Я сразу же подметил это слово. Сколько я раз слышал его в устах священников или тех, кто им подражает. Для них это вроде производственного термина, и, хотя в этом слове нет ничего приятного, почему-то они испытывают явное удовлетворение, произнося его. Говорят, что молодые священники теперь избегают его употреблять. Если это действительно так, тем лучше. Слово это внушает мне отвращение какимто оттенком самолюбования. Горе – и тем паче чужое горе – отнюдь не объект для смакования и вряд ли способно служить украшением прекрасным душам.
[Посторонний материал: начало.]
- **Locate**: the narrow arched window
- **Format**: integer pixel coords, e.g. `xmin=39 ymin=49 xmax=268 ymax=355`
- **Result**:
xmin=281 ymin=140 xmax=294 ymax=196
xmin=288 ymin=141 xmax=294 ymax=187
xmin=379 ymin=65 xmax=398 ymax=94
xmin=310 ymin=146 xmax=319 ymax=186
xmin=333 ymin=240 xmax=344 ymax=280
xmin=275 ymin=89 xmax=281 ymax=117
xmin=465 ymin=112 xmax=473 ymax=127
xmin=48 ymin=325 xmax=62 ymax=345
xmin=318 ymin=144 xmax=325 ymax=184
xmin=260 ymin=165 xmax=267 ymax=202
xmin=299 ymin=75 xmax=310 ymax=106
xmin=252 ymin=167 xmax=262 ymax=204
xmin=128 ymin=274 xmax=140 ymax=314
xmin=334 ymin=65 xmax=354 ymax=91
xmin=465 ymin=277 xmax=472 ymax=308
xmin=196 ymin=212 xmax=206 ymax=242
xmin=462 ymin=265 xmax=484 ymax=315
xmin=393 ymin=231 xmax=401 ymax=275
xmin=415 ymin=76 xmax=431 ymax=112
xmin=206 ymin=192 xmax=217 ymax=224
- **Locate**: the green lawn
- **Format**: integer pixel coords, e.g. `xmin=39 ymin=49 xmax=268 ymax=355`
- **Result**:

А Фюльбер буквально упивался, рассказывая о том, как они «страждали». Эти страдания сводились в основном к тому, что живым после катастрофы пришлось захоронить останки погибших. Мы тоже прошли через это и никогда об этом не говорили.
И так как он беспощадно излагал нам все детали, я, желая изменить тему разговора, спросил, как живут после взрыва люди в Ла-Роке.
– И хорошо и плохо, – ответил он, тряхнув головой, и обвел сидящих за столом своими прекрасными печальными глазами. – Хорошо в плане духовном и плохо в плане материальном. Должен сказать, – продолжал он, прикрыв глаза и отправляя в рот увесистый кусок ветчины, – я больше чем удовлетворен духовной стороной нашей жизни. Религиозное рвение ларокезцев выше всяких похвал.
Заметив, что нас с Мейсонье это удивило (в ЛаРоке мэрия состояла из социалистов и коммунистов), он продолжил:
– Возможно, я вас удивлю, но все жители ЛаРока исправно посещают церковь и регулярно исповедуются.
– И чем же, по-твоему, это можно объяснить? – нахмурив брови, досадливо спросил Мейсонье.
Тот сидел по левую от меня руку, слегка повернув голову, я взглянул на него. Меня поразило суровое выражение его лица. Видимо, только что услышанное не на шутку потрясло его. Хотя День Происшествия обратил в прах все надежды Мейсонье, тем не менее, видимо, для него по-прежнему мир состоял из мэрий, за которые сражался союз левых сил. Я незаметно толкнул его под столом ногой. Не всегда откровенность бывает уместна. Мое недоверие к Фюльберу росло с каждой минутой. Я ничуть не сомневался в том, что он подчинил своему влиянию уцелевших ларокезцев, и этот факт тревожил меня по-настоящему.